Denali Dispatch

Denali Dispatch is a journal of the goings on at Camp Denali.

 

Written by members of our staff, this journal is an opportunity to peek into life in Denali: notable events, wildlife sightings, conservation issues, recipes from our kitchen, and insights into the guest experience at Camp Denali. Dispatches will carry on through the winter, when we hope to share stories of snowy ski adventures, deep cold, and the events of a small Alaskan community.

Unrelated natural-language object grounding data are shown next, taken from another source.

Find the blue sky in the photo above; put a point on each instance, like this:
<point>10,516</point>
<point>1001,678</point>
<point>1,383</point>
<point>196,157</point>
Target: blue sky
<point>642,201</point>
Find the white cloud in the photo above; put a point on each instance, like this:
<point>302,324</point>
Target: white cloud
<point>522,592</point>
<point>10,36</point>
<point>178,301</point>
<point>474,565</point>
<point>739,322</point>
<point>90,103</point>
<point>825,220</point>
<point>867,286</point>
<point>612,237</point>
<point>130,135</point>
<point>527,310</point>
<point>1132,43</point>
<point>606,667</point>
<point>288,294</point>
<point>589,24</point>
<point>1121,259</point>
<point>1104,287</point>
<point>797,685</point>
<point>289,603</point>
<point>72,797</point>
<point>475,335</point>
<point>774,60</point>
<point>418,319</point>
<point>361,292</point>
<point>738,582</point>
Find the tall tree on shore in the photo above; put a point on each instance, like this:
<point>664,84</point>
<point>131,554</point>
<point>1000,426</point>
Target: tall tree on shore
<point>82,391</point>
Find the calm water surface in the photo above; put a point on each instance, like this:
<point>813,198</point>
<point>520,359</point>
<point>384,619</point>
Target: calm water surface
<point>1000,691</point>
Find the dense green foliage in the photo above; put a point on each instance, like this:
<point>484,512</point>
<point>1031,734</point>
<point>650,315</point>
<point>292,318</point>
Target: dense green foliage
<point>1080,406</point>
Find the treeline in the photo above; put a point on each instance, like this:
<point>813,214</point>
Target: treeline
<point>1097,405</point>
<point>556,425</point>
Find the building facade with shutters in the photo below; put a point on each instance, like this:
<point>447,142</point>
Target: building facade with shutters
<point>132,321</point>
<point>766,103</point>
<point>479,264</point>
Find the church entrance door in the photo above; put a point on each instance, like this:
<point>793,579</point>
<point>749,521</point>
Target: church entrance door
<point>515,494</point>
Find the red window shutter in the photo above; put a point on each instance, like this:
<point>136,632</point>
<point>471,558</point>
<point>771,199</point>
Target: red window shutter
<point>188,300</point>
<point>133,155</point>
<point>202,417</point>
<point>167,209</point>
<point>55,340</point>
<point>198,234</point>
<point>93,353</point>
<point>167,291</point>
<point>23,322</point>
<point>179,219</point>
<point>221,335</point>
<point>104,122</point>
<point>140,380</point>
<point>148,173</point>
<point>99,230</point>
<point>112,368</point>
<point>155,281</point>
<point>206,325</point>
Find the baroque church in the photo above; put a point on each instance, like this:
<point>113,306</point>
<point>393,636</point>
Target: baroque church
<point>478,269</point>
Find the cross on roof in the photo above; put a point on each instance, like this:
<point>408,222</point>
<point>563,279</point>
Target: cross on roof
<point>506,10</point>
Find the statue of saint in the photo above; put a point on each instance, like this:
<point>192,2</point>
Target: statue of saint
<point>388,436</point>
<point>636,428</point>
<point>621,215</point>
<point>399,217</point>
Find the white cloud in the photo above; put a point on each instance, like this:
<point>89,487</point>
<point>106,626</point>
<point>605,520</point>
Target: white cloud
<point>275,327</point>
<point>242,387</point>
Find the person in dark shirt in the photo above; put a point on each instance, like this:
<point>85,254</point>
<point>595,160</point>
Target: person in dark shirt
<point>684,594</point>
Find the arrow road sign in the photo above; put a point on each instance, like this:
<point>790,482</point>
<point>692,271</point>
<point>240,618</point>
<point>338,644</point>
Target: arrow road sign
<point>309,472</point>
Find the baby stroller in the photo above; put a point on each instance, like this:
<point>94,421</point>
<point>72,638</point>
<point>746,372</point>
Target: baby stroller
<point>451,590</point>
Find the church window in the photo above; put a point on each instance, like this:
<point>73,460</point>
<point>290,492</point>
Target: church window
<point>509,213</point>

The Story of the Interlocked Moose Antlers

October 10, 2013

On July 15th, 2004 Simon Hamm was leading an exploratory strenuous hike and stumbled upon something rarely seen in the natural world.  About one mile north of the Denali Park Road, near mile 75, some bones could be spotted gleaming on a low rise.  Approaching the site they found evidence of  where an epic struggle had taken place.  The tundra and grasses had been matted down in about a forty foot diameter littered with sections of vertebrae, hunks of clavicle and pelvis, cracked long bones, scads of matted hair and fun, abundant wolf scat, and, most notably, two large moose skulls, each with roughly 50 pound antler racks, entwined in the center of it all.

 

Members of the deer family (Cervidae), of which moose are the largest, grow antlers each mating season.  These racks are made of solid bone and can grow as much as an inch a day (imagine that for growing pains!). In most deer family members it is only the males who grow antlers, with the exception of the caribou, in which both sexes have racks (albeit the females have much smaller ones).  Antlers differ from horns, which are made of keratin and are kept throughout the life of an animal, growing a small bit more each passing year.  Moose antlers are truly stunning objects of sexual prowess; Alaskan moose antlers can span up to 6 feet across! Antlers are the fastest growing organ known; these behemoths take only around 3 months to reach their peak size.  A layer of skin, or velvet, covers the antlers to provide a network of vascular tissues and blood for growth.  Typically beginning in late August we start to see the velvet begin to tear off in long bloody strips exposing the gleaming white bone beneath. 

 

The rut, or mating season, is typically September and October.  A mature bull moose will gather together and defend a “harem” of females, which can number as many as twenty.  Younger moose with smaller racks of antlers will sometimes skulk in the willows nearby, awaiting a chance to nab an unattended female.  The bulls rarely eat during the rutting season.  Stress levels are high, and most dominant bulls will lose substantial amounts of weight by the time of the rut is though.  If they are successful, however, their genes will be passed along to a higher proportion of next years calves than their fellow bulls.

 

How those final hours (or days) for these two very large, mature adult bull moose played out is anyone’s guess. One of the brow tines (the lowest spike of the palmate antlers) protrudes into the eye socket of the other bull, though does not appear to have pierced deep enough to touch the brain.  Evidence around the area also indicates that wolves found the two moose, cumulatively a roughly three thousand pound bonanza of meat.  Perhaps they found the moose while both were still alive, one was, or neither.  It would have been relatively easy for a pack of wolves to take down the moose in such a weakened and impaired state. 

 

Camp Denali and North Face Lodge hiked to the area on occasion for the next few summers.  In 2007 the National Park Service airlifted (using a sling and a helicopter) the skulls to the newly reopened Eielson Visitor Center at Mile 66 of the Park Road.  Today they still lie there, interlocked for all of time, beneath the flagpole outside the visitor center.  You can feel and see the skulls for yourself, and ponder the story of dominance, breeding, and the food chain for yourself.